I am a British national living in Spain and my passport is either lost or stolen. I noticed this two days ago when I was intending to take a trip to Salzburg. As it happens, I managed to travel using my UK Driver's Licence. I think a severe mistake was made, as was pointed out to me in Austria, but as they were Schengen Countries, apparently all that is needed is a proof of identity, not a 'travel document'.

My question, therefore, is this. I have business trips over the next three weeks taking me from Spain to Germany, Czech Republic, Austria, and Italy, then back to Germany, and then to the UK. If I obtain an Emergency Passport from the Consulate here in Barcelona, would this be valid as an identity document within Schengen, before I eventually 'cash it in', so to speak, as a travel document when I make my trip from Germany to the UK?

I am hoping so, as I don't fancy my chances of getting back to the UK in time to secure an appointment for a fast-track passport. I am going to call the consulate tomorrow, but would appreciate any advice or prior experience.

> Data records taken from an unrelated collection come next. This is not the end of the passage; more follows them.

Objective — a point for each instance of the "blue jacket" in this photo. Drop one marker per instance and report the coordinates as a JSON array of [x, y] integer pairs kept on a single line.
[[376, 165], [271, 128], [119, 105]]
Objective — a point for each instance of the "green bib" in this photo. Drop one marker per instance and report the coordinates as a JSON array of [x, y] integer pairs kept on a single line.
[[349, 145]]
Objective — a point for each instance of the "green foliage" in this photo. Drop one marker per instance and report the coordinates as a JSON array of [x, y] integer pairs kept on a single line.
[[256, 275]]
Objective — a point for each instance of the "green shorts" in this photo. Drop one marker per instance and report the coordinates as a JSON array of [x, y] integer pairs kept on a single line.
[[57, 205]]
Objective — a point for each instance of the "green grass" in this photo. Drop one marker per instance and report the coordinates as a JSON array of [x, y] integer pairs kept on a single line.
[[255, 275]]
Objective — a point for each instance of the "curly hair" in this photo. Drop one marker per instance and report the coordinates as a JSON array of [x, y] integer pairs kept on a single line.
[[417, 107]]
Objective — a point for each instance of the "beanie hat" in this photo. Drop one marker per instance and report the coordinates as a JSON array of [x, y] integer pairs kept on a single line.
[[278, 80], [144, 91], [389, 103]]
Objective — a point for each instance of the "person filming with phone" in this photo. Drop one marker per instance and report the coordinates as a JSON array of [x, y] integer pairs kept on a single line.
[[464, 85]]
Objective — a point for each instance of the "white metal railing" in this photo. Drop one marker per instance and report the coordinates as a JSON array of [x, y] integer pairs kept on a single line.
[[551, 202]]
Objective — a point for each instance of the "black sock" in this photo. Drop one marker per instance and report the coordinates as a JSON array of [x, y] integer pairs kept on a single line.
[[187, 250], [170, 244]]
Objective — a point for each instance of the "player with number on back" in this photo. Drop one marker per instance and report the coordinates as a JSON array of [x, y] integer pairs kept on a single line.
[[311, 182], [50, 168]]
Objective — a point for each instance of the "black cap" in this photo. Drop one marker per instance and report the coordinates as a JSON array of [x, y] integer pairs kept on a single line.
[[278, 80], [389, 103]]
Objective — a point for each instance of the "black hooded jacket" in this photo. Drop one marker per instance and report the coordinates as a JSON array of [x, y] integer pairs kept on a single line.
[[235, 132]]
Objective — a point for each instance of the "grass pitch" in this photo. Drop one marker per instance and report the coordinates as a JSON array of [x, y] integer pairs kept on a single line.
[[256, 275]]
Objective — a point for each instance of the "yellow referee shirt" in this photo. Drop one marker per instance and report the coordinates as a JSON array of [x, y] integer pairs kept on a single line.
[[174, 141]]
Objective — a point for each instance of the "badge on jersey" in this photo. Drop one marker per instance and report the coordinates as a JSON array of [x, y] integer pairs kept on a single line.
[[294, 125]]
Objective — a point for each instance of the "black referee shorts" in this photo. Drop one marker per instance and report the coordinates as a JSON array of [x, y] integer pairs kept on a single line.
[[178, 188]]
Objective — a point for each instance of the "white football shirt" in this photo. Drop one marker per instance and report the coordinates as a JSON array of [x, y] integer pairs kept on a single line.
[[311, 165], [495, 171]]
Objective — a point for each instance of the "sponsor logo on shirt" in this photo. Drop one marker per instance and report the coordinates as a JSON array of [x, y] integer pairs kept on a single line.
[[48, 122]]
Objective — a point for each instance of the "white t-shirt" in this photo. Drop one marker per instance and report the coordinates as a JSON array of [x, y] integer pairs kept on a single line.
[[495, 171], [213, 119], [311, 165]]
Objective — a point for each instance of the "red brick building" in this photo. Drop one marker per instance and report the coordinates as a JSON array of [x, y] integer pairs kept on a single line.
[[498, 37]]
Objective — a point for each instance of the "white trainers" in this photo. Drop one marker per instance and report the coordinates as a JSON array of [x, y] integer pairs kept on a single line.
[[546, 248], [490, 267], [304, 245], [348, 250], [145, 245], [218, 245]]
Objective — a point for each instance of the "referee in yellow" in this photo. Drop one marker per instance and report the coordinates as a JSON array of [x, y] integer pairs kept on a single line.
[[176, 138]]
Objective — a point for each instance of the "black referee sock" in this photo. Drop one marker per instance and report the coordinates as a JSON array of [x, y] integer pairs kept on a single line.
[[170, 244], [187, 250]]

  • I wouldn't call it a severe mistake, you can sometimes fly in the Schengen area without showing any ID. But you can't count on it either, so getting an emergency passport is indeed the right solution.
    – Relaxed
    Jun 15, 2014 at 20:18
  • An emergency passport is a passport, it just has a shorter validity period. For instance, one from the US is valid for up to one year instead of 10 years. Aug 17, 2015 at 18:51

1 Answer 1


Yes, that's more-or-less what emergency passports are for, even outside the EU or the Schengen area. An emergency passport is in fact a travel document, unlike national ID cards (which are however perfectly valid within the EU as well) or driver's licenses (which are not intended to be used for that). (I write “more-or-less” because emergency passports are primarily used to come back to your country of origin, not necessarily to roam the world but they are valid travel documents; a travel document that's only valid for a specific trip is typically called a “laissez-passer”).

There are some restrictions like not being eligible for the US visa waiver program or not fulfilling minimum validity rules in many countries but none of this is relevant within the EU. I once had the occasion to leave and re-enter Germany with a French emergency passport issued by the embassy in Berlin. I recall that the border guards seemed to look at it a little more carefully than usual (the threads binding it were a bit loose) but that's it, no problem whatsoever.

(Another time, I also managed to fly with a driver's license and a good story but I wouldn't count on it working every time. If you have some form of Spanish residence card, you might want to take that with you. While it's not supposed to replace a passport, it can be helpful to reassure any airline employee who might be nervous about letting you board your flight.)